Commentary Magazine



Today, in a damage-control speech about unity and tolerance, Barack Obama said this:

Most recently, you heard some statements from my former pastor that were incendiary and that I completely reject, although I knew him and know him as somebody in my church who talked to me about Jesus and family and friendships, but clearly had — but if all I knew was those statements that I saw on television, I would be shocked.

When syntax is that bad usually the speaker, especially an ordinarily articulate one, is trying to hide the ball.

Let’s unpack it. First, it is clear that Obama is not sticking to his initial story that this toxic rhetoric is all new to him. He begins to say that had he only known about the comments (“but clearly had”) . . . and then veers off. Why? Because he has admitted that he did know of some of these comments. Second, he acknowledges that he “knew” Reverend Wright, but of course does not offer any explanation for how his mentor for decades could have so cleverly concealed his views and rhetoric from the unwary Obama.
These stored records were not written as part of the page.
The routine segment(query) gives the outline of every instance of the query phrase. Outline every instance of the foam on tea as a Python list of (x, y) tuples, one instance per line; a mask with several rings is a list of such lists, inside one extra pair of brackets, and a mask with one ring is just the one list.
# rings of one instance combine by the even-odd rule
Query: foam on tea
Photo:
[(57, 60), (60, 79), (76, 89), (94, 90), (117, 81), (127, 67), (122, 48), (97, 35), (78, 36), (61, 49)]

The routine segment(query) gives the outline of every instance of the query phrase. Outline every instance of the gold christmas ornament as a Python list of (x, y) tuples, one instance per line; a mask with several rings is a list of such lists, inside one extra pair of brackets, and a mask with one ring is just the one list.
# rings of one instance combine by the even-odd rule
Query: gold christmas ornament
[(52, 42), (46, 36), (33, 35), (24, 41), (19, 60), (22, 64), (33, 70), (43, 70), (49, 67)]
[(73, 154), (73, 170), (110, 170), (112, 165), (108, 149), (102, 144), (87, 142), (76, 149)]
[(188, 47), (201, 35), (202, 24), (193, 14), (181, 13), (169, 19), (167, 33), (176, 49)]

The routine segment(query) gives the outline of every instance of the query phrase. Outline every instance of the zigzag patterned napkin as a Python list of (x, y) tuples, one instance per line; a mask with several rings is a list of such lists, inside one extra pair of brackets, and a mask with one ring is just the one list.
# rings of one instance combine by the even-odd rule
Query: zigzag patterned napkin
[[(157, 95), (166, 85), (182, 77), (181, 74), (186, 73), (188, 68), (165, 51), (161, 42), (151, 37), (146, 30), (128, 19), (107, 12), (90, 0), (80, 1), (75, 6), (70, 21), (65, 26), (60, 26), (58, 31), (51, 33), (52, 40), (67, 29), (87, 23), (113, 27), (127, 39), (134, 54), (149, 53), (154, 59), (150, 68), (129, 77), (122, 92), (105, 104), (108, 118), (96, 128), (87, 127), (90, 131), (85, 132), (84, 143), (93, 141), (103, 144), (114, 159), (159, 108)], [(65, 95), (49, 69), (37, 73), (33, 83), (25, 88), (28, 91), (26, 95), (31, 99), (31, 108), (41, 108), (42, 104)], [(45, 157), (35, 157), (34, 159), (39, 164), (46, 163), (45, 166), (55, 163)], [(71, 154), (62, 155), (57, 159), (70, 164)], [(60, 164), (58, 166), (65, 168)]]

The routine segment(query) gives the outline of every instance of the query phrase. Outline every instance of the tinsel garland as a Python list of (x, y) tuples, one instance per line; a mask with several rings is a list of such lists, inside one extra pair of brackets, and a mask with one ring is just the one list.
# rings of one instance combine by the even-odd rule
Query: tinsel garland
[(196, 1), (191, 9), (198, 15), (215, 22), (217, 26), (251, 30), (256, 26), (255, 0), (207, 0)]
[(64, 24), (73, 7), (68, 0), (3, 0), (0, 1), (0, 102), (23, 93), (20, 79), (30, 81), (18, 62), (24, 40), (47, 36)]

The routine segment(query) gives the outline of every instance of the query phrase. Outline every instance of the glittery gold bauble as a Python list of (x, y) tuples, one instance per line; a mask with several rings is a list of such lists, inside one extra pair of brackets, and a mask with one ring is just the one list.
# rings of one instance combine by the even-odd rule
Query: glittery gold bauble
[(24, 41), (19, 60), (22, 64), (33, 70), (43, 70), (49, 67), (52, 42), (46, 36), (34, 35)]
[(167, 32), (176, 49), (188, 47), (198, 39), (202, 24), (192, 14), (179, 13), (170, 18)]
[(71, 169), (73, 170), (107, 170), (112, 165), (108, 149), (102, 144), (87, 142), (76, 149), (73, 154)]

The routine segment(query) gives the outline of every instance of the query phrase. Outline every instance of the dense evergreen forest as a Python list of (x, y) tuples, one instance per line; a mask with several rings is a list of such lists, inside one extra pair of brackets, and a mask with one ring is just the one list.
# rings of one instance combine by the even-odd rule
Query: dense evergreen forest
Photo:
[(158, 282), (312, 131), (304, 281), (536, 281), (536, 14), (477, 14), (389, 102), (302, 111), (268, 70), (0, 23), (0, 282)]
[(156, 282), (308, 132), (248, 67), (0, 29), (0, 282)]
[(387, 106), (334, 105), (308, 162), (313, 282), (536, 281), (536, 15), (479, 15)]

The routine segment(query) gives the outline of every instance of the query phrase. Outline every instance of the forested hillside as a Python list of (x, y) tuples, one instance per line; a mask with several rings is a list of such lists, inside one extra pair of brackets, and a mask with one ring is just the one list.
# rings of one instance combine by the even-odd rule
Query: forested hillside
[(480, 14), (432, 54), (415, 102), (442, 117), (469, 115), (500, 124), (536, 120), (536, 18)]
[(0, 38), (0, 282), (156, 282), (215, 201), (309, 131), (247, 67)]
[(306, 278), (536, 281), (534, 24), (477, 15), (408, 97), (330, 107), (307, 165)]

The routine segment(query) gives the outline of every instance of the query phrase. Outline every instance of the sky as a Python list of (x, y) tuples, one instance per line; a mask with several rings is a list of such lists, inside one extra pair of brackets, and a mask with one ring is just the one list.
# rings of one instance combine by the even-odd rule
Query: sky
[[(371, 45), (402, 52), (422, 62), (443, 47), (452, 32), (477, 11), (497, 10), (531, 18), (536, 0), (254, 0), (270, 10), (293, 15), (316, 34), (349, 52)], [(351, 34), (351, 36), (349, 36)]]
Then, comes the really strange part: “if all I knew was those statements I saw on television, I would be shocked.” That’s awfully puzzling, no? Is this a confession that since he knew more, the comments aren’t so shocking? Or is he saying we shouldn’t be shocked because we have an incomplete picture of the great Rev. Wright. (You get a few “damn America” and “the U.S. caused AIDS” comments for free if you’ve talked about brotherly love?) It is all terribly, and purposefully, unclear.

You think those superdelegates are getting nervous yet?